If you acquire something fraudulently, you will have to cough it up if you’re caught. You might also face criminal penalties.
This is how the law is supposed to work.
And it should also be the case when it comes to applying for citizenship in the United States, what is called the “naturalization” process.
There are federal laws that specify the penalties for making fraudulent statements during the process of becoming a United States citizen. Should they not be upheld and enforced?
Some questions over the proper application of these laws have been raised with matters going as far as the U. S. Supreme Court, and with the particulars not entirely resolved yet.
But here’s one statement illegal aliens shouldn’t miss, just as they should listen to Trey Gowdy’s powerfully truthful words last week.
“The Supreme Court on Thursday held that federal law authorizes courts to strip immigrant citizens of their U.S. citizenship if they obtained it as a result of making false statements to the federal government.
Federal law found at 18 U.S.C. § 1425(a) makes it a crime to ‘knowingly procur[e], contrary to law, the naturalization of any person’ to become a U.S. citizen.

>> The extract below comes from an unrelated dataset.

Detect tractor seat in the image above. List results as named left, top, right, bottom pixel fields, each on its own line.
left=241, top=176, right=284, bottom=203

(‘Naturalization’ is the legal term for becoming a citizen.) Moreover, a second federal statute, 8 U.S.C. § 1451(e) adds that a foreigner who obtains U.S. citizenship through such a violation will lose that newly granted citizenship.”
This may seem very straightforward, but one case raised the issue of whether the false statement had to be directly associated with the naturalization process in order to permit the revocation of citizenship.
In other words, if an applicant for citizenship lied to the government about a matter that had no bearing on his or her naturalization application, should this be a disqualifying factor?
The Supreme Court ruled that the statute should be interpreted to mean that the misstatement or other false statement must be directly related to the application for citizenship to be grounds for stripping the immigrant of citizenship.
Fraudulent statements made unrelated to this process would not be grounds for revocation of citizenship, and would presumable be adjudicated under other such statutes that apply.
The case has been returned to the lower court to be retried with this interpretation.
Nevertheless, it is encouraging to learn that there really ARE penalties for lying to gain U.S. citizenship.
It would be even more encouraging to see this as part of a trend to support the securing of our borders…which must happen ASAP.